Edillon warned that the policy walk back could result in second-round effects and create a perception of policy uncertainty.
Prior to the implementation of RA 11203, the Neda said domestic rice prices have been persistently increasing over the years, pushing inflation up and ultimately hurting the poor the most, including many farmers who have to buy rice.
Nonetheless, she said the Neda recognizes the need to help rice planters. However, instead of imposing safeguard duty, the Neda prefers the full implementation of the Rice Competitiveness Enhancement Fund (RCEF).
The set up of the RCEF is mandated by RA 11203, or the rice trade liberalization law, which converted the quantitative restriction on rice into tariffs.
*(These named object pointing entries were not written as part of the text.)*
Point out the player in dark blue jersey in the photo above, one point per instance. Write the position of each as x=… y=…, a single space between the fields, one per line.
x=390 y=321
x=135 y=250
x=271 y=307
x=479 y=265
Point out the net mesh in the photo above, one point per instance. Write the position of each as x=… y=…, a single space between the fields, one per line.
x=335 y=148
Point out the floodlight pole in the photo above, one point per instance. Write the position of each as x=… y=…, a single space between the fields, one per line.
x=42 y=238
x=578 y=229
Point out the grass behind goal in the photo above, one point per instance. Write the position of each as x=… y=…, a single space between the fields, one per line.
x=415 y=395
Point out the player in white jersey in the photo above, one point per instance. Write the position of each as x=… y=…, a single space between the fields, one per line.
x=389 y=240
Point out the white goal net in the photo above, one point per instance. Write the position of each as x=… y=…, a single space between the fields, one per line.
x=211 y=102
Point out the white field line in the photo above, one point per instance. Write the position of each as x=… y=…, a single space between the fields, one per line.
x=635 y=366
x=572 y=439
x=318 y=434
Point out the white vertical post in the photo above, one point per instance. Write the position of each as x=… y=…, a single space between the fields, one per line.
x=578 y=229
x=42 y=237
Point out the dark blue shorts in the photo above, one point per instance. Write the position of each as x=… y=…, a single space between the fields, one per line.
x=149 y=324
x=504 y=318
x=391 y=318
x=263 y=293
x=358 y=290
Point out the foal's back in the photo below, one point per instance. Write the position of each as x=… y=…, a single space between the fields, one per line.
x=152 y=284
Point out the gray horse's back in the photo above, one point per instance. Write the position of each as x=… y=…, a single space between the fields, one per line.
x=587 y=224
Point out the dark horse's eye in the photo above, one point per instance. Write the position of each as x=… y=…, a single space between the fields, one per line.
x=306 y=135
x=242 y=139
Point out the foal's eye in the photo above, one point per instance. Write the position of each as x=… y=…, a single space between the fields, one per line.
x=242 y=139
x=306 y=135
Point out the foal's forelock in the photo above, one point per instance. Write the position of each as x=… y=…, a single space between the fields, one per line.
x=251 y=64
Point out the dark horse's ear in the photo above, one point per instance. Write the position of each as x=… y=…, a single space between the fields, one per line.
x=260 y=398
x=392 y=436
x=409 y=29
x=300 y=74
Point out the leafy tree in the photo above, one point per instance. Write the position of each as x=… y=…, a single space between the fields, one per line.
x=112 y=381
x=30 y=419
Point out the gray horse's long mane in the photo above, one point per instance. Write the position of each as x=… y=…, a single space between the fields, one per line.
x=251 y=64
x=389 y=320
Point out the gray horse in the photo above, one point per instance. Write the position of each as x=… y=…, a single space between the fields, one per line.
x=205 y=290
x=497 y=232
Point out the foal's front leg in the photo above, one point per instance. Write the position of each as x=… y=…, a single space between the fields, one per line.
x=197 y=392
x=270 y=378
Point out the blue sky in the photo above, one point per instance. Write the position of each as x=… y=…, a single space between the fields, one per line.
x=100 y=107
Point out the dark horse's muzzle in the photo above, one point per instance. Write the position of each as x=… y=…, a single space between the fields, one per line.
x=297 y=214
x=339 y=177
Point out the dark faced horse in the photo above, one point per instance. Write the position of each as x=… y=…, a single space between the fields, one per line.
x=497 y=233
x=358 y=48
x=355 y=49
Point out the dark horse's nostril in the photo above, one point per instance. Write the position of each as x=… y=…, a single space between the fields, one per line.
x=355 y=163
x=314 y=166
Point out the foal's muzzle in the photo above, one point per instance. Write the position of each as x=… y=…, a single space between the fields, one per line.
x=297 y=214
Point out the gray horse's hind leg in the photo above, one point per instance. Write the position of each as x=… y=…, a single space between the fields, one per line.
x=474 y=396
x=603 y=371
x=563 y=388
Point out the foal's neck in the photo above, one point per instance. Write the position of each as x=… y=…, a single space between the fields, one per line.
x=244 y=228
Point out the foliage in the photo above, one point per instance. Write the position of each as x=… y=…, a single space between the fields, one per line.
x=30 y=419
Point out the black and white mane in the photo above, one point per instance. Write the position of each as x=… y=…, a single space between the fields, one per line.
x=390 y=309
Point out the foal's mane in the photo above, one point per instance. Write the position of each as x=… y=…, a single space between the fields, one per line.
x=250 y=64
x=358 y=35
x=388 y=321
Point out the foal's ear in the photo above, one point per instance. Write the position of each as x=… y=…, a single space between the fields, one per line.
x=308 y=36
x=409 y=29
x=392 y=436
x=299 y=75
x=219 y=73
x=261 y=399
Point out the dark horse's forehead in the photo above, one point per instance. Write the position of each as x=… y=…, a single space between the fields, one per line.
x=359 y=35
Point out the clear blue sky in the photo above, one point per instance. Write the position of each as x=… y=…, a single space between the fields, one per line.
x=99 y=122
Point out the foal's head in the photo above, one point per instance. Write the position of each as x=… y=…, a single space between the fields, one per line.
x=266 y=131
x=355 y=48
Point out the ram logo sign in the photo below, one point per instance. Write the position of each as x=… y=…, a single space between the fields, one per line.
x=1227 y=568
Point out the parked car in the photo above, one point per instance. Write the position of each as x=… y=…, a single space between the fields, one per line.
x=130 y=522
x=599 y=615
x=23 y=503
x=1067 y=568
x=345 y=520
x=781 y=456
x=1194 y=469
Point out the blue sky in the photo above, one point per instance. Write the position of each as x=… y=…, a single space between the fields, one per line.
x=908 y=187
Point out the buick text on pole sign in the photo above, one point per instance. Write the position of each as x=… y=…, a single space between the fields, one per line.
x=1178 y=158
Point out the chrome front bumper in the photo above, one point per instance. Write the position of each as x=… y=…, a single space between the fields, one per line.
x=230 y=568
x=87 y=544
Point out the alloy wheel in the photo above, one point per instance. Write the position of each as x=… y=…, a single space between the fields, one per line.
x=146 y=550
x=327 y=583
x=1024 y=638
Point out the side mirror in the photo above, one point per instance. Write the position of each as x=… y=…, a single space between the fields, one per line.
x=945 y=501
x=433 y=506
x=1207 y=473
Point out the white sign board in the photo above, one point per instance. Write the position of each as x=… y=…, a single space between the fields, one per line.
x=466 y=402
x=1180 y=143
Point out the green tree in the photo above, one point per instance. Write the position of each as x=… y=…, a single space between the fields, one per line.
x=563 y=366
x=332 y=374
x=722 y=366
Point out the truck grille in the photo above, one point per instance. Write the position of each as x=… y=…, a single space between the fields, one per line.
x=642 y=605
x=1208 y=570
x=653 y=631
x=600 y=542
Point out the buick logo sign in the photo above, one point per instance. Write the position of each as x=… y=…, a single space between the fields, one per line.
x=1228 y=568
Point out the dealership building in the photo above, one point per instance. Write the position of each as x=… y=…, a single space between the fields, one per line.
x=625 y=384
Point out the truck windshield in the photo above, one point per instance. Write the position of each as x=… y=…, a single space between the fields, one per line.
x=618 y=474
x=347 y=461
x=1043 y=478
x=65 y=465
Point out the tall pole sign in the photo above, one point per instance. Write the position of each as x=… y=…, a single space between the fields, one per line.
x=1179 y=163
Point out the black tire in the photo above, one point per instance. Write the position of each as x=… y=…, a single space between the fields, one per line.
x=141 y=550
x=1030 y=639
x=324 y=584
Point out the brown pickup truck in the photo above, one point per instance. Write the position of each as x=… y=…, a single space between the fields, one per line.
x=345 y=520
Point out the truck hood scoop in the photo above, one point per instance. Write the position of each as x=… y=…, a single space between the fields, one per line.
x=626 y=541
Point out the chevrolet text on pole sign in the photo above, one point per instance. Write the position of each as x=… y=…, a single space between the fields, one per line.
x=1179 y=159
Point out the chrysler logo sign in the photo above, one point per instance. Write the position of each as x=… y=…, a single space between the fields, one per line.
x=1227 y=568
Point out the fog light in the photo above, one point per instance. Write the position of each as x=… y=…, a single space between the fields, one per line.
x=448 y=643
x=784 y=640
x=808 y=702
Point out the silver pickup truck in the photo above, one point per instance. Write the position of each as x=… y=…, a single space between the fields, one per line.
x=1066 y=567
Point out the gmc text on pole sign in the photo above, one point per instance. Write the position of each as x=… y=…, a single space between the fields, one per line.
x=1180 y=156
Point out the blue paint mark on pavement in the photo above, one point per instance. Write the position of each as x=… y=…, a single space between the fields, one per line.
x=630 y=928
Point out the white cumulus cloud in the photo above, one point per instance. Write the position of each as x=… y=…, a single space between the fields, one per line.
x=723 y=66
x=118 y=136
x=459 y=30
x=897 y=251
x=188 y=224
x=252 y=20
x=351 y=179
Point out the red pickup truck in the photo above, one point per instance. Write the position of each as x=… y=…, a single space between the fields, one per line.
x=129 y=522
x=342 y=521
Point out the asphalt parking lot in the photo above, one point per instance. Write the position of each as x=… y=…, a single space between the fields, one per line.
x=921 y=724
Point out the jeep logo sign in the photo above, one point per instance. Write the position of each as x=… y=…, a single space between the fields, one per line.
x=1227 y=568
The law, which took effect on March 5, also made it easier for traders to import the staple.
Socioeconomic Planning Secretary Ernesto M. Pernia said the RCEF will fund the distribution of tools and equipment to farmers and for programs that will allow them to access cheap credit and hike their productivity.
Pernia said RCEF is one of the safeguard mechanisms to protect rice farmers from any possible adverse effects of the removal of the QR on rice.